Basic Evaluation for Dynamic Behavior of Waterdrop on Line-patterned Silicone Surface using Equation of Motion
Kenji Yanagisawa* and Chinatsu Saito
Published: April 15, 2022
DOI: 10.55162/MCET.02.037
Abstract  
Inspired by the water-repellent and self-cleaning properties of the lotus leaf in the natural world, artificial superhydrophobic surfaces have generated extensive attention in academia and industry. Hydrophobicity and the sliding behavior of waterdrops is a very important phenomenon in our daily life as well as in many industrial processes. However, the difference between these two phenomena is not well understood. This study was performed to predict movement of waterdrop on surfaces of silicone sheet and was focused on interface resistive forces between waterdrop and surfaces. Various hydrophobic sheets having different the waterdrop contact ratio (the ratio of the contact area between the waterdrop and the sheet) were prepared. And the relationships between the sliding angles, the sliding velocities and the surface structure were investigated.
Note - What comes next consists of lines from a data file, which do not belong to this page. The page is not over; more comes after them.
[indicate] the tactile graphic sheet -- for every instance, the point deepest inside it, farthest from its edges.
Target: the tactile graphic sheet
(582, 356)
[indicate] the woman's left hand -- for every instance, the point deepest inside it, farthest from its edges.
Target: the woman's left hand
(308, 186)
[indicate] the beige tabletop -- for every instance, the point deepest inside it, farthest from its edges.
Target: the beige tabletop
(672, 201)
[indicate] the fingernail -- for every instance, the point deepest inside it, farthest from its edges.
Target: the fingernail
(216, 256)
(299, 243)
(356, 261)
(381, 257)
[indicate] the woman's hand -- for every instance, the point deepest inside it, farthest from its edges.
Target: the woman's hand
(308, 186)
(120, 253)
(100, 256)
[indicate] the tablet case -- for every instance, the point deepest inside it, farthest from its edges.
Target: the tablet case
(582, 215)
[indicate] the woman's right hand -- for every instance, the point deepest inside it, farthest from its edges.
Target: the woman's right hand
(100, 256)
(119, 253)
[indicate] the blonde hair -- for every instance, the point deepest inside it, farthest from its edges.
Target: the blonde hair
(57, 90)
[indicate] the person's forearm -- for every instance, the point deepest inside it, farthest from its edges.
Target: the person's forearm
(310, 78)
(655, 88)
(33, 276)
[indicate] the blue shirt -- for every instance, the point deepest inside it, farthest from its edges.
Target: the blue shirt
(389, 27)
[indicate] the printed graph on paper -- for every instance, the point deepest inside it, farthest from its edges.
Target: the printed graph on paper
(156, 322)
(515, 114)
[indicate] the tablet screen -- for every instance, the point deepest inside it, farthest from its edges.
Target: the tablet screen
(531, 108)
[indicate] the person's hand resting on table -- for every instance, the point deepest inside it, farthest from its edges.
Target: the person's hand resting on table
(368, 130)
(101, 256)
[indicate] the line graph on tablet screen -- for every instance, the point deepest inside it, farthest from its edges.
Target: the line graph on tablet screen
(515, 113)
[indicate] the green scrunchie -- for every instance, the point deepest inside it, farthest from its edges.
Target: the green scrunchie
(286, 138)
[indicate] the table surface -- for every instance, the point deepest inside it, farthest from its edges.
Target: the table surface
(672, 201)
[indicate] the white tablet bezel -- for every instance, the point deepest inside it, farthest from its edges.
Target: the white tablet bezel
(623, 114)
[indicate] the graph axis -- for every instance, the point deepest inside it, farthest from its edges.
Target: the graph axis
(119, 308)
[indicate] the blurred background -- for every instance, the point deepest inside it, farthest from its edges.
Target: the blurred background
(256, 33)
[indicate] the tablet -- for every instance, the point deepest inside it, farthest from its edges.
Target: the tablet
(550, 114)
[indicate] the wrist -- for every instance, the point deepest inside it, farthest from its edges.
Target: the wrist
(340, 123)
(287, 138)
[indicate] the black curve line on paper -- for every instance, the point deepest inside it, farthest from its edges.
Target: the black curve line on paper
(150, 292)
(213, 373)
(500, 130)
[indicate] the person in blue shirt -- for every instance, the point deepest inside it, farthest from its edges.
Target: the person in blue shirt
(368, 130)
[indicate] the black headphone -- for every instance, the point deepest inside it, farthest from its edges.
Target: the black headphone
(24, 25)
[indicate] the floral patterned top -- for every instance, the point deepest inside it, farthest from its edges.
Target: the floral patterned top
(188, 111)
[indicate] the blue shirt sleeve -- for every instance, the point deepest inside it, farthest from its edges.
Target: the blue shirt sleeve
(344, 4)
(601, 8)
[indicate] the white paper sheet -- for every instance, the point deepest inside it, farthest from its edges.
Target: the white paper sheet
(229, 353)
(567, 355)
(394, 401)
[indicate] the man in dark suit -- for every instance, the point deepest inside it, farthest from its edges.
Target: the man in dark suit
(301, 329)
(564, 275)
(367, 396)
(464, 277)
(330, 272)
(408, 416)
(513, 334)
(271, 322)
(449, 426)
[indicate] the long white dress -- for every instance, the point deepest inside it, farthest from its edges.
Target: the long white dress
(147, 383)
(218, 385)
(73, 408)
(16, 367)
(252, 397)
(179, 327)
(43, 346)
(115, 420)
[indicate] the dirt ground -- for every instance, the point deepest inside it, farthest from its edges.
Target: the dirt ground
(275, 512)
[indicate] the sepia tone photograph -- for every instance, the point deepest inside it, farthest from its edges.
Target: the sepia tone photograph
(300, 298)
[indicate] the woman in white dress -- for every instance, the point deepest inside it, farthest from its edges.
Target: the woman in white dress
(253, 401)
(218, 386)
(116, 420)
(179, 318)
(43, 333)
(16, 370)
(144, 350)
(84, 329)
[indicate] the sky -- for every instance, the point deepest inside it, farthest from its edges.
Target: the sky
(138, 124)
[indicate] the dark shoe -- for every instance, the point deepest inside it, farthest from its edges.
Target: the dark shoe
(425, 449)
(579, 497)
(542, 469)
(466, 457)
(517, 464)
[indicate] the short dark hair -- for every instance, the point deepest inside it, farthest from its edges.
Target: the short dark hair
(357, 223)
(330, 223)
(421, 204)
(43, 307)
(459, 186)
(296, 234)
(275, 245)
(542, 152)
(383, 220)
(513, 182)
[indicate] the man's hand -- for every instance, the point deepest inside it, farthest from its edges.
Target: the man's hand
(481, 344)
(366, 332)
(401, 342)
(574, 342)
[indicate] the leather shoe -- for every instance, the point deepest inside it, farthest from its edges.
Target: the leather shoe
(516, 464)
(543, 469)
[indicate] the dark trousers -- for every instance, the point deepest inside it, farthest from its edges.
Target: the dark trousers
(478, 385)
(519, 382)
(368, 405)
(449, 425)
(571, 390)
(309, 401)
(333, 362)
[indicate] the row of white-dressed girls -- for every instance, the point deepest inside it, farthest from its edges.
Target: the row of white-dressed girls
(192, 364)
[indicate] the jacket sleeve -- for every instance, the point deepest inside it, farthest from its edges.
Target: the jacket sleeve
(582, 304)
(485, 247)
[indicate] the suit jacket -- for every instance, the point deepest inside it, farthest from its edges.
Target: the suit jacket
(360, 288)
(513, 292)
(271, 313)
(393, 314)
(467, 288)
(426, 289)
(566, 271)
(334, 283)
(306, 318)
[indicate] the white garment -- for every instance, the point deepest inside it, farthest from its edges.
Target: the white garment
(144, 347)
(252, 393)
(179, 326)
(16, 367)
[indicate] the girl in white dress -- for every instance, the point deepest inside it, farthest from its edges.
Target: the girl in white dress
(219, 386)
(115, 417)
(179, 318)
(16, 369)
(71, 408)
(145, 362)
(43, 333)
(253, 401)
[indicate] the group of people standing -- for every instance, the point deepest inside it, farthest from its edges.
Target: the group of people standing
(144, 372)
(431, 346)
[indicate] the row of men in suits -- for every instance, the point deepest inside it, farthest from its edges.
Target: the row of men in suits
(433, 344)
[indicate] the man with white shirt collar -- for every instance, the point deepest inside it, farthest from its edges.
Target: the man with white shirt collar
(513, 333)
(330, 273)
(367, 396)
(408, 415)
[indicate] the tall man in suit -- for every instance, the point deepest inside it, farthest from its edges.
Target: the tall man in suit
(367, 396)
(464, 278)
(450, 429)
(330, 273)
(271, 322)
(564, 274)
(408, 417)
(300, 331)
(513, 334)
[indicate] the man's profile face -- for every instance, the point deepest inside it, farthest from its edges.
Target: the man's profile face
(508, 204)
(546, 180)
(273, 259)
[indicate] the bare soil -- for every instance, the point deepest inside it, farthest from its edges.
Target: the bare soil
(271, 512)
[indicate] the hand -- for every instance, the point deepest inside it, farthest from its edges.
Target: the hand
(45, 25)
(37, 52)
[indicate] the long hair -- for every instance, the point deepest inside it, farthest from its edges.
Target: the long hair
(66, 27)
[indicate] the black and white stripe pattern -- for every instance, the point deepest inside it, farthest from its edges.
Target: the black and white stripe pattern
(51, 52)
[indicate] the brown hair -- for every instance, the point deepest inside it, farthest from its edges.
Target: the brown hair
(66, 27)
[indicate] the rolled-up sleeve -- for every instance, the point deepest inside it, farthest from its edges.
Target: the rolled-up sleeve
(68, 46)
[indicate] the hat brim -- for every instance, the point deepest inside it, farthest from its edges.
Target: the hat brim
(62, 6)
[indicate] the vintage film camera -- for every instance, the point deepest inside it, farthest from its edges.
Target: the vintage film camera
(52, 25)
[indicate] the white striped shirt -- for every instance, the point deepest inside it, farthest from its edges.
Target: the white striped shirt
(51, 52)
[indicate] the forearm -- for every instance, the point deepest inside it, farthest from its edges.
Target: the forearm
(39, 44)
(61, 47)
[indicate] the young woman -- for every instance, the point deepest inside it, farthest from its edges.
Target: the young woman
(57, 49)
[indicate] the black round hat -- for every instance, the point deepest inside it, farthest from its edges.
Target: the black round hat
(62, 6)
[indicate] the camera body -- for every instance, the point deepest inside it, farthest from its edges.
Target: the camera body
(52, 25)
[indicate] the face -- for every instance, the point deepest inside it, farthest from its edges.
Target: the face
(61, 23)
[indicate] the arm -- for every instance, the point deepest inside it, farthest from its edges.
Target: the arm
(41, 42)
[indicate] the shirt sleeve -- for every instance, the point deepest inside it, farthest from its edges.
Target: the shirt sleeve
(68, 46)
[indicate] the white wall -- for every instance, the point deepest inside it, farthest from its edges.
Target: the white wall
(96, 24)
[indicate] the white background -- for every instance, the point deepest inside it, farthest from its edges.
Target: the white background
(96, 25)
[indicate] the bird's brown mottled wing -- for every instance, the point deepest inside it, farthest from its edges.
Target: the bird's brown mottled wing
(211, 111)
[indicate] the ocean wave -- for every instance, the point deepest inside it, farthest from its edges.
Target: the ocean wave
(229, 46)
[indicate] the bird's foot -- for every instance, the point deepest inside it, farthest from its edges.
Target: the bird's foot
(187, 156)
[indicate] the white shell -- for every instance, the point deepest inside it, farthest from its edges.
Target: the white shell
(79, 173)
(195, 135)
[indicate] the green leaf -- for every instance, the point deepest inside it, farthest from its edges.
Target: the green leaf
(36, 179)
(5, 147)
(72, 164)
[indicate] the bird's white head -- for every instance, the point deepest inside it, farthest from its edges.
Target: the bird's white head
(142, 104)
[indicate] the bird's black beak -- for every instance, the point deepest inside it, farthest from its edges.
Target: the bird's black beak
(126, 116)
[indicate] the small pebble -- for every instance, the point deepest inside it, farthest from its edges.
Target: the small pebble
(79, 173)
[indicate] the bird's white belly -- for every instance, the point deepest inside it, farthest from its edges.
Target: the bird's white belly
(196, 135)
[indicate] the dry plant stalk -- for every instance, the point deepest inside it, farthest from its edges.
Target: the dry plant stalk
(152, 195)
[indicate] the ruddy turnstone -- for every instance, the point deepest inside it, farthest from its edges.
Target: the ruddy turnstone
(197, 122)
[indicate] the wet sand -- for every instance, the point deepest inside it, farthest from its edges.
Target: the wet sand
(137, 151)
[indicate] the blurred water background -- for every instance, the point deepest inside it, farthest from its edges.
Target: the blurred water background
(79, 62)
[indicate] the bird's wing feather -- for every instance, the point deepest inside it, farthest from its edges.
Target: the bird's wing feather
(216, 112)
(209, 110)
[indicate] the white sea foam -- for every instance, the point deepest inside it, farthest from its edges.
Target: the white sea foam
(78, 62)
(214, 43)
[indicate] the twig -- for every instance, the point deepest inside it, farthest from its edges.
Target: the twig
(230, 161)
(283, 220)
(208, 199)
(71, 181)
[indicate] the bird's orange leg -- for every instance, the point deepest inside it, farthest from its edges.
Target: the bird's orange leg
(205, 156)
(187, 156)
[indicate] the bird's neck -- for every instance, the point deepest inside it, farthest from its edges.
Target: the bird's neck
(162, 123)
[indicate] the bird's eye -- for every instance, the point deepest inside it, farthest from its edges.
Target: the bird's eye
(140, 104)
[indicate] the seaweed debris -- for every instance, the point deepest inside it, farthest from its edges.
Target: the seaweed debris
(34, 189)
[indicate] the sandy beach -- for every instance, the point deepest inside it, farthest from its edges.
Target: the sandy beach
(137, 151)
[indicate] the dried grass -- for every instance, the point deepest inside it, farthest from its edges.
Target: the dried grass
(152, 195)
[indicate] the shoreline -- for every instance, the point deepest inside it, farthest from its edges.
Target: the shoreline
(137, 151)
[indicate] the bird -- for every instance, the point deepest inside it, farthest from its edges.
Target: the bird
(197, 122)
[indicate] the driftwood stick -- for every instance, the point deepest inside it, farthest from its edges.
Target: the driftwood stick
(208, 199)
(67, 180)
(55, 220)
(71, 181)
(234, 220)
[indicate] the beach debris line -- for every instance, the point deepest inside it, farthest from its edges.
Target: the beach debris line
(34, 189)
Equation of motion is used to calculate the interface resistive forces from the sliding angle and the sliding velocities. As the result of calculation, interface resistive forces between waterdrop and the surfaces are equivalent to force of the gravity. The interface resistive forces decrease with decreasing the waterdrop contact ratio. Sliding velocities seems to affect interface resistive forces. This research clarifies that sliding velocity and interface resistive forces are related to positive correlation by the waterdrop contact ratio. The relationship may help prediction of movement of drops on surfaces.